United States District Court, N.D. Illinois, Eastern Division
May 5, 2005
No. 05 C 0870 (N.D. Ill. May. 5, 2005)

Opinion

No. 05 C 0870.

May 5, 2005


MEMORANDUM AND ORDER


This action was originally filed in the Circuit Court of Cook County, Illinois, by Plaintiffs Gilberto Hernandez and Ruth Elizondo alleging personal injuries from a drug manufactured and sold by Defendants Schering Corporation, Schering-Plough Corporation, and Schering A.G. (collectively, "Schering"). After removal to this Court, Plaintiffs now seek to have this case remanded to state court, pursuant to 28 U.S.C. § 1447(c) and Northern District of Illinois Local Rule ("LR") 81.2. For the reasons set forth herein, this motion is DENIED.

Removal of actions from state court to federal court is governed by 28 U.S.C. § 1441, which provides, "any civil action brought in a State court of which the district courts of the United States have original jurisdiction, may be removed by the defendant or the defendants, to the district court of the United States. . . ." 28 U.S.C. § 1441(a). The party seeking to invoke federal diversity jurisdiction bears the burden of demonstrating that the complete diversity and amount in controversy requirements were met at the time of removal. Chase v. Shop `N Save Warehouse Foods, Inc., 110 F.3d 424, 427 (7th Cir. 1997). A defendant meets this burden by supporting its allegations of jurisdiction with "competent proof," such as, "evidence which proves to a reasonable probability that jurisdiction exists." Id.
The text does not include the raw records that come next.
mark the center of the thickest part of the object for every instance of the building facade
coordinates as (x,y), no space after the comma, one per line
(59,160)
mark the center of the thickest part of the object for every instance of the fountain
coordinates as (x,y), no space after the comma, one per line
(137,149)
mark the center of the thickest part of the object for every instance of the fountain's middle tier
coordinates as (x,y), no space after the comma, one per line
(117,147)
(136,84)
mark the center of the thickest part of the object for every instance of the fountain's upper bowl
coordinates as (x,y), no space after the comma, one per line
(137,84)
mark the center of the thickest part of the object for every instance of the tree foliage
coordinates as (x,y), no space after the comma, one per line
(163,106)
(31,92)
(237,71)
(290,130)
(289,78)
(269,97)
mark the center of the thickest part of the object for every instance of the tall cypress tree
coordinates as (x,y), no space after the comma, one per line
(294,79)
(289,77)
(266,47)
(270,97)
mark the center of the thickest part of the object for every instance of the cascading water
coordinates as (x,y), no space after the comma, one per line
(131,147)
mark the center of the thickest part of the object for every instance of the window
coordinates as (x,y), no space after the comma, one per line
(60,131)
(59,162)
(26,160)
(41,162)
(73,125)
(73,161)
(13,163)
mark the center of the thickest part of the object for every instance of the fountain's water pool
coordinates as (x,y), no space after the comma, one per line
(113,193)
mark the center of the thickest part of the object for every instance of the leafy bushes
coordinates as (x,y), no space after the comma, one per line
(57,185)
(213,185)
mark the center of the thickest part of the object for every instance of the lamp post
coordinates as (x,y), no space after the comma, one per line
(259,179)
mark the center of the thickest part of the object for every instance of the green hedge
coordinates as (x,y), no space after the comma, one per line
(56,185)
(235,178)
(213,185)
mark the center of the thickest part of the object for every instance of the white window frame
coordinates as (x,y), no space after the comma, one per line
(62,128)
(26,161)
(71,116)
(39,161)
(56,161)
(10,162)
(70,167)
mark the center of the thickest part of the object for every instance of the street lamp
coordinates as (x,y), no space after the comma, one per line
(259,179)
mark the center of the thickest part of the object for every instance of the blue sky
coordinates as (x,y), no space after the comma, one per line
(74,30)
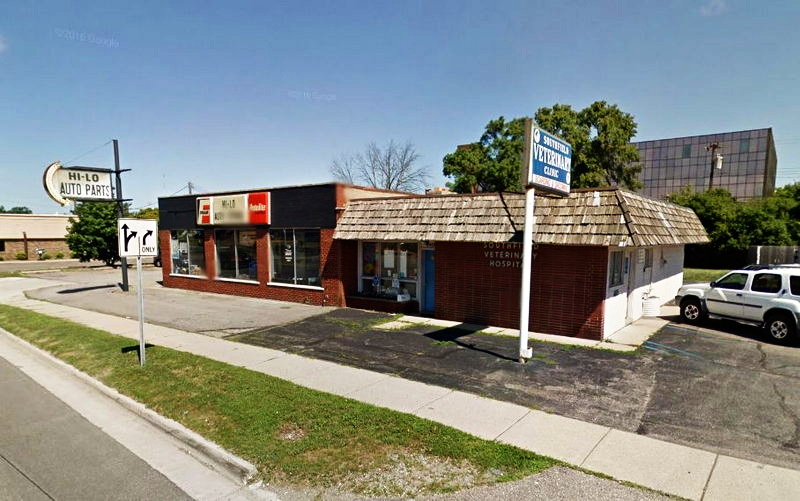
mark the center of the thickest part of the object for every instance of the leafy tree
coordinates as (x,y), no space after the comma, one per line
(492,163)
(93,235)
(392,167)
(735,226)
(600,136)
(15,210)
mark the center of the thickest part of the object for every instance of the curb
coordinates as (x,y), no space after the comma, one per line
(242,470)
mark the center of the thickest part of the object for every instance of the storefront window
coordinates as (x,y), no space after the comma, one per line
(236,254)
(295,256)
(187,251)
(389,269)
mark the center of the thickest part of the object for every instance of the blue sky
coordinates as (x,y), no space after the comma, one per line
(234,94)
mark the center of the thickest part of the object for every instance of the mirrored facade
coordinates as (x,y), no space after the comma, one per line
(748,167)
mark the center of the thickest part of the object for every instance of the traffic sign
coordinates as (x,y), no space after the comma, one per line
(137,237)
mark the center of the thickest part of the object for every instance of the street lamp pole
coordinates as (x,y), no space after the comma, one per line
(713,149)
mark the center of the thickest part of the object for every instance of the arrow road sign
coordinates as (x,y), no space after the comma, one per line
(137,237)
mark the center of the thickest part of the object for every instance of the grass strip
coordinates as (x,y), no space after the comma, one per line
(292,434)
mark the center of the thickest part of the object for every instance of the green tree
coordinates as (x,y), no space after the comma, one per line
(93,234)
(735,226)
(15,210)
(600,136)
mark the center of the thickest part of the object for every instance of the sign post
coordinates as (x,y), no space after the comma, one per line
(546,164)
(138,237)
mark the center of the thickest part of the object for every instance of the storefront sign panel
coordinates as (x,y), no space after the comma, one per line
(258,208)
(229,209)
(240,209)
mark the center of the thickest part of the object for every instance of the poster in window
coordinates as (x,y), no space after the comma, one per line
(388,258)
(403,266)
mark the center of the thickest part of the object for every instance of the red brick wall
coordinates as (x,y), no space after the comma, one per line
(330,263)
(568,287)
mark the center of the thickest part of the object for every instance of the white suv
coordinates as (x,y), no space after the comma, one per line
(764,296)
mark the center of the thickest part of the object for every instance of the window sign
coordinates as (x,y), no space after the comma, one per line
(388,258)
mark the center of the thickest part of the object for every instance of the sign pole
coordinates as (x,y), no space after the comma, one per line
(526,352)
(118,172)
(140,292)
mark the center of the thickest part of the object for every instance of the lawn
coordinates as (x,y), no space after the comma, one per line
(696,275)
(294,435)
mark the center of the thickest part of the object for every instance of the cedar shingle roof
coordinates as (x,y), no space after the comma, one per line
(606,217)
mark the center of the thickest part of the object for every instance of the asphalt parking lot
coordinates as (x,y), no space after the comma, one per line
(720,387)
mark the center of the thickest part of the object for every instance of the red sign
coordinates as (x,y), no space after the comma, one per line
(203,211)
(258,208)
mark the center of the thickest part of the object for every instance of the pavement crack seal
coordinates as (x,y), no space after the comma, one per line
(29,479)
(794,442)
(763,361)
(641,429)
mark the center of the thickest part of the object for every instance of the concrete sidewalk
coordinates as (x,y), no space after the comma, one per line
(670,468)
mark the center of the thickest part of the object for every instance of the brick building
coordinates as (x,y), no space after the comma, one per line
(24,233)
(456,257)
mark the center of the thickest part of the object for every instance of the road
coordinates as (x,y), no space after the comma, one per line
(48,451)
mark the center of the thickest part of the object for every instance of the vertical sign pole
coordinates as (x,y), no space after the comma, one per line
(525,290)
(124,260)
(140,292)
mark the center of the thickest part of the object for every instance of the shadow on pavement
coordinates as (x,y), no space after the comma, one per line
(453,335)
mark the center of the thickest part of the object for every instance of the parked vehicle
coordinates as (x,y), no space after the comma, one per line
(764,296)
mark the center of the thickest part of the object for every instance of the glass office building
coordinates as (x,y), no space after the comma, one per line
(748,166)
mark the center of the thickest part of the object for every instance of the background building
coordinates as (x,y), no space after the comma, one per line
(748,167)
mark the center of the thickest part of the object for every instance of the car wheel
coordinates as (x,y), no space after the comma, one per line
(691,310)
(781,328)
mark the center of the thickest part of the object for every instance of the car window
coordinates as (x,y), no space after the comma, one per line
(733,281)
(766,282)
(794,285)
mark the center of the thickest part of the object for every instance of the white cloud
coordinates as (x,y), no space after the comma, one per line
(714,7)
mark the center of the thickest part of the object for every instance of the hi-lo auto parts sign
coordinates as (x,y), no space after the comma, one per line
(77,183)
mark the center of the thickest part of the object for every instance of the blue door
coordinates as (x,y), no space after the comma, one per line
(428,279)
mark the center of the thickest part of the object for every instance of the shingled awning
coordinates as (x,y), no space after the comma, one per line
(606,217)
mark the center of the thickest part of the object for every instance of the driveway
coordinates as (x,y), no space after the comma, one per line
(720,388)
(725,393)
(213,314)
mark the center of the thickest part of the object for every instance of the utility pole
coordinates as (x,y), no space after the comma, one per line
(713,149)
(120,212)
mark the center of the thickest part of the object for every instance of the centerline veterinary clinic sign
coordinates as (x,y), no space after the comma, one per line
(77,183)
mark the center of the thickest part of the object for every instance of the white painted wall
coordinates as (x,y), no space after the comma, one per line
(624,303)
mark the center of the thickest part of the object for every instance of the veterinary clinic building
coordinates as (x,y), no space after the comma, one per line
(598,255)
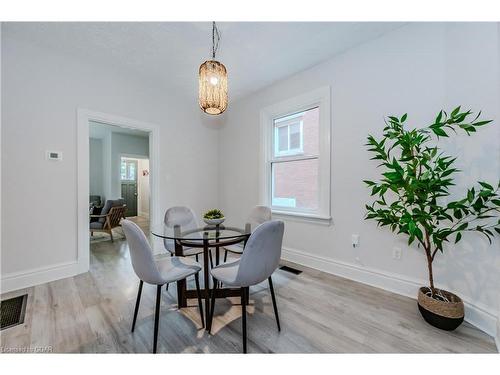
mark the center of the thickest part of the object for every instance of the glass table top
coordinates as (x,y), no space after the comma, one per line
(211,232)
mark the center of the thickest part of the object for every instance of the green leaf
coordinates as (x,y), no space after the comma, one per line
(485,185)
(439,132)
(455,111)
(439,117)
(481,123)
(470,196)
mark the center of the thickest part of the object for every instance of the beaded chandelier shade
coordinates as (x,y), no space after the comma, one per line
(212,77)
(213,87)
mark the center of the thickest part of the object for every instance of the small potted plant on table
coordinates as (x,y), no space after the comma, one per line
(214,217)
(412,199)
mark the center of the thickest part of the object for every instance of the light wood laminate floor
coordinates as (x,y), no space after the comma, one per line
(320,313)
Section 1446(b) provides that the defendant must file its notice of removal within 30 days after service of the complaint. 28 U.S.C. § 1446(b). If, however, a case is not removable at the outset, a notice of removal may be filed within 30 days after the defendant receives "a copy of an amended pleading, motion, orderor other paper from which it may first be ascertained that the case is one which is or has become removable." Id. (emphasis added).

In addition to section 1446(b), at the time the Notice of Removal was filed, Schering was required to follow LR 81.2(a), which required it to file with its notice of removal: (1) a statement that it "in good faith" believes that the amount in controversy exceeds the jurisdictional amount; and (2) a response by Plaintiffs to an interrogatory or request for admission stating that the damages sought exceed $75,000.00. McCoy v. General Motors Corp., 226 F.Supp. 2d 939, 941 (N.D. Ill. 2002). This rule was enacted to address the fact that in Illinois state courts, plaintiffs are prohibited from stating the amount of damages sought beyond the limit set by the local circuit rule. Campbell v. Bayou Steel Corp., 338 F.Supp. 2d 896, 900 (N.D. Ill. 2004). The purpose of this rule was to provide "a procedure for defendants faced with a complaint alleging a damages amount that satisfies the Illinois jurisdictional minimum but is below the federal jurisdictional amount in controversy." Id.

The Court notes that LR 81.2 has been "withdrawn" because "[i]t imposes burdens on the manner in which lawyers practice in state courts without significant benefit and without clear authority to do so." Committee Comment to LR 81.2. Accordingly, while this Court will discuss the steps Schering took to comply with this rule in its notice of removal, it will not address any arguments that this case should be remanded because of Schering's failure to comply with the rule.

Here, Schering filed its "Notice of Removal" on February 11, 2005, seeking to remove the Complaint, which was served on September 1, 2004. Schering alleges that at the time of service, Plaintiffs did not allege sufficient facts in the Complaint "to put [Schering] on notice that this action was removable to federal court based on diversity of jurisdiction" because it "contained no allegation as to the citizenship of either plaintiff and alleged no amount in controversy other than `an amount in excess of the jurisdictional limits of the Law Division of the Circuit Court of Cook County," which is $30,000.

The facts in this opinion are derived from the Notice of Removal, the parties' submissions, and documents attached thereto.

As a result of this lack of information regarding diversity of jurisdiction, Schering alleges that, in accordance with LR 81.2, it timely "served requests to admit facts in an effort to determine the citizenship of Plaintiffs, as well as the amount in controversy." According to Schering, not until January 18, 2005, when Plaintiffs answered requests to admit ("the Requests") did Schering have sufficient information regarding the citizenship of Plaintiffs to file the Notice of Removal. In response to the Request that Plaintiff's admit that they are a citizens of the State of Illinois," they stated that they "[are] citizen[s] of the United States and resident[s] of Illinois." Schering contends that Plaintiffs' failure to fully answer this Request constituted an admission, pursuant to Illinois Supreme Court Rule 216(c), that Plaintiffs are "citizen[s] of Illinois." Thus, because the Requests constituted "other paper" under section 1446(b), the filing of the Notice of Removal on February 11, 2005 was timely filed within 30 days.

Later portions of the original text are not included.